Sexton is an unincorporated community and census-designated place in Irvington Township, Kossuth County, Iowa, United States. It is located at the intersection of U.S. Route 18 and Kossuth CR P60. As of the 2020 census it had a population of 46.

==History==
Sexton was platted in 1889. Sexton's population was 42 in 1902.

The town contained a post office from August 1888 until May 1974.

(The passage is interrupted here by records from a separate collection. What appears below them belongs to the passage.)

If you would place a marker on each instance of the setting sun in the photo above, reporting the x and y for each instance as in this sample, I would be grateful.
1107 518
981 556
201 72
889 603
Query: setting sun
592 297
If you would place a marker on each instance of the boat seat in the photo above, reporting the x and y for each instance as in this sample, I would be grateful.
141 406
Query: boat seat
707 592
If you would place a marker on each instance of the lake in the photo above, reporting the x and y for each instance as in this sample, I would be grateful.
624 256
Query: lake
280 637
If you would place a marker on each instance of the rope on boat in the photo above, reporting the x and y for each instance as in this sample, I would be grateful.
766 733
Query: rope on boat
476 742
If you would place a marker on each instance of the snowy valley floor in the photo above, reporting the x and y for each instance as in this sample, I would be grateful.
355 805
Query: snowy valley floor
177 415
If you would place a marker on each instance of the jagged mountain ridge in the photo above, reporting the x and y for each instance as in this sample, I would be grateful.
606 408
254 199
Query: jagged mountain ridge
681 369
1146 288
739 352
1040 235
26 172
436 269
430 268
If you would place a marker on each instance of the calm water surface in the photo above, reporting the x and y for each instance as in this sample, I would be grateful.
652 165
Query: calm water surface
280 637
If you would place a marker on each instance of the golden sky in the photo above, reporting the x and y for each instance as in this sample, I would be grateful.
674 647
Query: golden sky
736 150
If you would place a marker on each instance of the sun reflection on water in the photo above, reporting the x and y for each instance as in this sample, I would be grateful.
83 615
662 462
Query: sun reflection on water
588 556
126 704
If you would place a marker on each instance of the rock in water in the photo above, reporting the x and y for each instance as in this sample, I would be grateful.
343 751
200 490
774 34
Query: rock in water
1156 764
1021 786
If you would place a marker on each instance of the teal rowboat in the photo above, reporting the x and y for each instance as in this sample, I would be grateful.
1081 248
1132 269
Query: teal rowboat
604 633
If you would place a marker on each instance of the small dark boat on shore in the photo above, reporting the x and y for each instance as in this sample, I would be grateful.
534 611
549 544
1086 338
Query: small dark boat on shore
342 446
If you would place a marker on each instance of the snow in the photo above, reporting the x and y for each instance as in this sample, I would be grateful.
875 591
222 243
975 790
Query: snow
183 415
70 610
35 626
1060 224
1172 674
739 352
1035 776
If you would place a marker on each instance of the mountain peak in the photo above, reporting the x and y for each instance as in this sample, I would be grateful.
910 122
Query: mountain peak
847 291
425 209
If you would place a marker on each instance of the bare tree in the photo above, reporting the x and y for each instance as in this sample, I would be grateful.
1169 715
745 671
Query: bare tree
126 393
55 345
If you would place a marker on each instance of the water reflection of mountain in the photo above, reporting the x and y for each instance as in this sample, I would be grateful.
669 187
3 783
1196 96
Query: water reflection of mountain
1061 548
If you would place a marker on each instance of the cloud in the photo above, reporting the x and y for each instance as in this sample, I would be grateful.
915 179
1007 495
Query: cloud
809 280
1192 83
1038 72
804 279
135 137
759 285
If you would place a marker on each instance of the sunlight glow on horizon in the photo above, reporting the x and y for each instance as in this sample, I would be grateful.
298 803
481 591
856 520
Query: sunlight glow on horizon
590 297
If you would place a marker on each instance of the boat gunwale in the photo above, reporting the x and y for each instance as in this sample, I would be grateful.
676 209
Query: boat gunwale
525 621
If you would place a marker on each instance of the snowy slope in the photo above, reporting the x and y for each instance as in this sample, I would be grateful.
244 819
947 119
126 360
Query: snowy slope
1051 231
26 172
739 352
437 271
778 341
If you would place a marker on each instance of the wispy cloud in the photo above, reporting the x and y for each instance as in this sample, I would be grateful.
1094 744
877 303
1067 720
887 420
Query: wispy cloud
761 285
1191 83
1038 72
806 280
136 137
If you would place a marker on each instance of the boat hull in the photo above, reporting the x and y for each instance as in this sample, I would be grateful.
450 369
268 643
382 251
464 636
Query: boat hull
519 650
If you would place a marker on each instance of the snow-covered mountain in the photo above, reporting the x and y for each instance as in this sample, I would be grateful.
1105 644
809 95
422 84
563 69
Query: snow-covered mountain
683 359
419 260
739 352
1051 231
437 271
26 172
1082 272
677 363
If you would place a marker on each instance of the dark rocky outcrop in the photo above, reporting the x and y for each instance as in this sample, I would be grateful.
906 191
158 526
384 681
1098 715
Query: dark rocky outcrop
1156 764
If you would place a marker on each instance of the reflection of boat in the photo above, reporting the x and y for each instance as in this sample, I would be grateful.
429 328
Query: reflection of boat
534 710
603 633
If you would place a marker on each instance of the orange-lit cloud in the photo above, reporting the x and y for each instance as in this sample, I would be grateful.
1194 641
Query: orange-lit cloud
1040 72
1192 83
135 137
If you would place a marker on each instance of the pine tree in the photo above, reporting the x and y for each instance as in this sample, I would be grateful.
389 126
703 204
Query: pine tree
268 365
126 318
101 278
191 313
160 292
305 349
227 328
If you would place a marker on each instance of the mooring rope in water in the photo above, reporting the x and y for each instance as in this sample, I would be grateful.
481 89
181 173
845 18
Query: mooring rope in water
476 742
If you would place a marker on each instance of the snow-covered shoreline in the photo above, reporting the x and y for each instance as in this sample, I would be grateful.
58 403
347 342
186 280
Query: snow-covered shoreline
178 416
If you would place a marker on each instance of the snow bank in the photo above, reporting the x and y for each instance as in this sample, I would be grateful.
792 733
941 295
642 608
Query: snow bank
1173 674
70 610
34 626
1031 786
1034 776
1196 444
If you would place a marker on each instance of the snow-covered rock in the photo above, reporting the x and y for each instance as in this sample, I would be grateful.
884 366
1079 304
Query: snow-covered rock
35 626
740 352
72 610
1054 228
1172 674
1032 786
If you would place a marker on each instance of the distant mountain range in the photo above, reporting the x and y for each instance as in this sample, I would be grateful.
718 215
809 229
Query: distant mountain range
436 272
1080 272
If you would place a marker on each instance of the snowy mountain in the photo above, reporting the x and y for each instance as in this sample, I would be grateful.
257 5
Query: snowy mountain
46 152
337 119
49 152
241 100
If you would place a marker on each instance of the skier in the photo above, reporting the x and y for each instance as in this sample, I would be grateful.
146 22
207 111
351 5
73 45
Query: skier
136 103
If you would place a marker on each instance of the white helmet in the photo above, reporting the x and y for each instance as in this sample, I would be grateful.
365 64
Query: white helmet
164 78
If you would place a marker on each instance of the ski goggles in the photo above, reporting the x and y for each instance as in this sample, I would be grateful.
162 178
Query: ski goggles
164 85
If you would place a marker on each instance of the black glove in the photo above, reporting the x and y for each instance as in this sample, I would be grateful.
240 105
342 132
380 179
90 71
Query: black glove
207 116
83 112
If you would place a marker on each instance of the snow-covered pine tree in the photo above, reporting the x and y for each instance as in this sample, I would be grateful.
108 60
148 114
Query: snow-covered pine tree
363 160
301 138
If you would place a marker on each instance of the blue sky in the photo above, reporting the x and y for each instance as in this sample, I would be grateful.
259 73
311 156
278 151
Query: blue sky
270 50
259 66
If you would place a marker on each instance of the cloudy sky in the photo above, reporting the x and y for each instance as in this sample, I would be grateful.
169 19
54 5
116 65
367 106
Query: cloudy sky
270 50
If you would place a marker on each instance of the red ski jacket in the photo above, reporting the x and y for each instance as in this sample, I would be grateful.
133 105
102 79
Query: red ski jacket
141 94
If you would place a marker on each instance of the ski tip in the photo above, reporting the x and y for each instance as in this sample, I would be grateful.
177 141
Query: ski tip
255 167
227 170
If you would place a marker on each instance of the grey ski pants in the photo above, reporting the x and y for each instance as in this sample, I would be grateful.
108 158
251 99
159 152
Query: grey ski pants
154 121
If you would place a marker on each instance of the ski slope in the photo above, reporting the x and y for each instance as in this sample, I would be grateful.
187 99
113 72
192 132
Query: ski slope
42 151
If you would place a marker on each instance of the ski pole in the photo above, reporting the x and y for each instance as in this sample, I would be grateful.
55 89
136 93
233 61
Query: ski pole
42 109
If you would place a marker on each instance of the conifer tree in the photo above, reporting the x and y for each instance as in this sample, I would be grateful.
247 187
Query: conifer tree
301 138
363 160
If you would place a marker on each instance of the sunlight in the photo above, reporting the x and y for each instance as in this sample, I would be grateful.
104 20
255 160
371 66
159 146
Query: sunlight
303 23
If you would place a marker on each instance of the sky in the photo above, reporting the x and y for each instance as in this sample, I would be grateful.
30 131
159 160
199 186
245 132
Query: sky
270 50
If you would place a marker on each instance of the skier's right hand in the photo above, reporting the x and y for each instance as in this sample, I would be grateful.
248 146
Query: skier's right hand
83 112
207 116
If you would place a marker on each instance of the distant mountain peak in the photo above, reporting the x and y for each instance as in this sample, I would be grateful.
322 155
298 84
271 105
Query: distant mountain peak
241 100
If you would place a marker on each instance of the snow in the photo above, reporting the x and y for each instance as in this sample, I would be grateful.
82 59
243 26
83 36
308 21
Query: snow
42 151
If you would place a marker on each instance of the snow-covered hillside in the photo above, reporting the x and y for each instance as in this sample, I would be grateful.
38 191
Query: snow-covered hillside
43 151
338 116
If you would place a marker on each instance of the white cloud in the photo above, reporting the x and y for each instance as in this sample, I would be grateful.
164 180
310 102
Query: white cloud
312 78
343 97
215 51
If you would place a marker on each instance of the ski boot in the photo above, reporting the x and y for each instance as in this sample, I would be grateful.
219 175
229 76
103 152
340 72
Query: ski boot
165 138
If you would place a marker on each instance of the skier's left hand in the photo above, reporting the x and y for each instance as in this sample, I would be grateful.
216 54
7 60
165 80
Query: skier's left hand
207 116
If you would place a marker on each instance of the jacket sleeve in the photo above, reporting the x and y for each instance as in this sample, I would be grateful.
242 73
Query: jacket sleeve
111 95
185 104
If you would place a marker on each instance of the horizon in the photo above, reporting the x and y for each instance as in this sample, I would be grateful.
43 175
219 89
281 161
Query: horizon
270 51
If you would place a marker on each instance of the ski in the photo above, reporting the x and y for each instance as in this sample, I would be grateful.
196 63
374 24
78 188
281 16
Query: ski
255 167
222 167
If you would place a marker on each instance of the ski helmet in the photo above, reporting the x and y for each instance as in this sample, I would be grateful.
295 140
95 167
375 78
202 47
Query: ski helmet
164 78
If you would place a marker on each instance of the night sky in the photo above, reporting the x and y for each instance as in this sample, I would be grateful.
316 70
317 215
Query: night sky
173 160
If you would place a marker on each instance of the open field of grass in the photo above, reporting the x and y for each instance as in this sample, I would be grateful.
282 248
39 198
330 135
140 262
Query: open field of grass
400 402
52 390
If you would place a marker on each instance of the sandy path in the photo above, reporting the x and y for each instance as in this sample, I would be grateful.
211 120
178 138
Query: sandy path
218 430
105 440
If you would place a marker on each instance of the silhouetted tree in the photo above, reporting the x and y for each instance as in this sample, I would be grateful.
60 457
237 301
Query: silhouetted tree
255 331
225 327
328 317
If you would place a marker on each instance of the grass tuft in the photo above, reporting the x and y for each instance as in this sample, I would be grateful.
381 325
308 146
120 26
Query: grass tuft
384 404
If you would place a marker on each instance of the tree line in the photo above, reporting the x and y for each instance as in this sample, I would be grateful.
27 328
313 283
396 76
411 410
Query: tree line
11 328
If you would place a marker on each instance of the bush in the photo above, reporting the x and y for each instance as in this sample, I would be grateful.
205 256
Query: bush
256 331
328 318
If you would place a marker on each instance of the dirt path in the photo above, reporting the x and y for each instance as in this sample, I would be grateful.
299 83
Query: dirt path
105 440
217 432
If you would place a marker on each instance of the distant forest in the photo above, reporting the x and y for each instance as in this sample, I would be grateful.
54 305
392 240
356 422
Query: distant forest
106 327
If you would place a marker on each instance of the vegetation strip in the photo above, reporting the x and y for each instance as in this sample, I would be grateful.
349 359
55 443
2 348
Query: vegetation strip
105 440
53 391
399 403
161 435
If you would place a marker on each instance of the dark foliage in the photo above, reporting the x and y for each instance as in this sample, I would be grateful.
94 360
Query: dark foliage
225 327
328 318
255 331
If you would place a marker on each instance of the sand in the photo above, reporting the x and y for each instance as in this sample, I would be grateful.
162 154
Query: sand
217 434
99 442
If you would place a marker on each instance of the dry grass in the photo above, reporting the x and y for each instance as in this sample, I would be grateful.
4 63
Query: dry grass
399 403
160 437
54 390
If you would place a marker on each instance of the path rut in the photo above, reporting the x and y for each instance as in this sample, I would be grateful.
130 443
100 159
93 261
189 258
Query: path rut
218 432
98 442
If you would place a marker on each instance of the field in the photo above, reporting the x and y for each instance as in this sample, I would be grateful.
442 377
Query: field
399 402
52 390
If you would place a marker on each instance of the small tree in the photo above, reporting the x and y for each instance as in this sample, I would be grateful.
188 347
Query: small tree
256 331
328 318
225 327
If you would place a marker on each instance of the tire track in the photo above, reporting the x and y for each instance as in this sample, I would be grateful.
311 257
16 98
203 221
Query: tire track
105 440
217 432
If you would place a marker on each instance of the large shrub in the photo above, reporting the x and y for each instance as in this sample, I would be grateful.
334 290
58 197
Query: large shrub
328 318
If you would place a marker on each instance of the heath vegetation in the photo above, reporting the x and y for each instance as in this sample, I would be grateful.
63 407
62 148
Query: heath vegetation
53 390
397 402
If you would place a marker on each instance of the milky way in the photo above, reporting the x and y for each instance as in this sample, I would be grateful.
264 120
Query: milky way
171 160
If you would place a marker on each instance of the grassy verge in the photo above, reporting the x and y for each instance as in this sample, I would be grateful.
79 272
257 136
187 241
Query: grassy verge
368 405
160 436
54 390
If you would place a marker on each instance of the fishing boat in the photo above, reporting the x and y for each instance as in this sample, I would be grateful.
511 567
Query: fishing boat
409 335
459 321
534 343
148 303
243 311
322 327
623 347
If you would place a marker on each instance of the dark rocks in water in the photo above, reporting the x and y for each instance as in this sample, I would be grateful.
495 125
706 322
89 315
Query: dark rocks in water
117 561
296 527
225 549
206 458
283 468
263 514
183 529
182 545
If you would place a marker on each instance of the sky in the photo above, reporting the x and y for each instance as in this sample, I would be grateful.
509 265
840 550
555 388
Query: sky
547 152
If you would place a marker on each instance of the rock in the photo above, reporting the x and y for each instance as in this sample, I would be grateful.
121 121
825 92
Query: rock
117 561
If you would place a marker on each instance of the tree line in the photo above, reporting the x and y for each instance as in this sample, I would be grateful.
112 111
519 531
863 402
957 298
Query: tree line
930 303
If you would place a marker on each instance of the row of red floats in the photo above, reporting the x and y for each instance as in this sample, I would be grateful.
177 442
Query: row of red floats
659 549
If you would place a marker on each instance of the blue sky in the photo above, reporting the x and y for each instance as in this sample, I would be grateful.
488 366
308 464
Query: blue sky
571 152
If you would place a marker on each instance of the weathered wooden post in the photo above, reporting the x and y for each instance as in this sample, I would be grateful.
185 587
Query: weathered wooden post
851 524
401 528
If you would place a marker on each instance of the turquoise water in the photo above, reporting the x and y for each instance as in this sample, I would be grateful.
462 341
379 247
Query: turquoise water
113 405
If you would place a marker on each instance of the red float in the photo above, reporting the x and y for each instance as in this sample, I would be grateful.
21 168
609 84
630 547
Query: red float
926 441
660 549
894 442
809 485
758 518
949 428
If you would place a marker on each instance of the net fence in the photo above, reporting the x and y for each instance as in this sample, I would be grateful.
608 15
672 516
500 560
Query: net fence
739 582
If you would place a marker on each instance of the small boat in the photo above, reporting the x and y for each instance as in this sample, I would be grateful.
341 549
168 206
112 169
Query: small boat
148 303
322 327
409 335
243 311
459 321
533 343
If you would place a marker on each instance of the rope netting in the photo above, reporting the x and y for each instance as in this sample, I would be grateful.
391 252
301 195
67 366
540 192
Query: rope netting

A few houses, a Racer's Bar and Grill and the Sexton elevator remain.

==Geography==
Sexton is in southeastern Kossuth County, 8 mi east of Algona, the county seat, and 5 mi west of Wesley. According to the U.S. Census Bureau, the Sexton CDP has an area of 5.7 sqkm, all land. The CDP is on the south side of U.S. Route 18.

==Demographics==

Historical population
| Census | Pop. | Note | %± |
| 2010 | 37 |  | — |
| 2020 | 46 |  | 24.3% |
U.S. Decennial Census

===2020 census===
As of the census of 2020, there were 46 people, 19 households, and 12 families residing in the community. The population density was 20.9 inhabitants per square mile (8.1/km^{2}). There were 19 housing units at an average density of 8.6 per square mile (3.3/km^{2}). The racial makeup of the community was 91.3% White, 4.3% Black or African American, 0.0% Native American, 4.3% Asian, 0.0% Pacific Islander, 0.0% from other races and 0.0% from two or more races. Hispanic or Latino persons of any race comprised 0.0% of the population.

Of the 19 households, 26.3% of which had children under the age of 18 living with them, 63.2% were married couples living together, 5.3% were cohabitating couples, 0.0% had a female householder with no spouse or partner present and 31.6% had a male householder with no spouse or partner present. 36.8% of all households were non-families. 31.6% of all households were made up of individuals, 26.3% had someone living alone who was 65 years old or older.

The median age in the community was 28.5 years. 21.7% of the residents were under the age of 20; 13.0% were between the ages of 20 and 24; 30.4% were from 25 and 44; 17.4% were from 45 and 64; and 17.4% were 65 years of age or older. The gender makeup of the community was 50.0% male and 50.0% female.